SumoLogic / sumologic-kubernetes-collection

Sumo Logic collection solution for Kubernetes
Apache License 2.0
147 stars 183 forks source link

Scaling events pods? #2380

Open knguyenst opened 2 years ago

knguyenst commented 2 years ago

There isn't an option to set replicaCount or autoscaling for fluentd-events pods via helm chart.

Is this by design?

swiatekm commented 2 years ago

Yes, this is by design. Collecting events is essentially reading records from a database table - if you want to scale that, you need to shard the table somehow, which is possible, but involves significant additional complexity.

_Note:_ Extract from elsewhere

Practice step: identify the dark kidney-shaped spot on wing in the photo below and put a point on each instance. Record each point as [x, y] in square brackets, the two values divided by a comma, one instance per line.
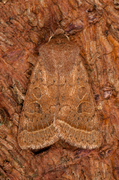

Do you need to scale the event collection? Even very large clusters, a single FluentD Pod should be able to cope with the load, and if not, the equivalent we're introducing using the Opentelemetry Collector(https://github.com/SumoLogic/sumologic-kubernetes-collection/pull/2379) should do the trick in the near future.

knguyenst commented 2 years ago

The issue is there is only one pod running and it's hard to monitor when our cluster is running on spot instances which a node where event pods can go down anytime. When it's down, the event pod does take time to get deployed on another node and the timing is unpredictable thus trigger a non-actionable alert.

andrzej-stencel commented 7 months ago

How long does it take for a new events collector pod to be created on another node after previous node went down? Perhaps adjusting your alerting is enough?

We are reluctant to add a high-availability feature to the events collector (currently it is Otelcol, not Fluentd), as it increases complexity.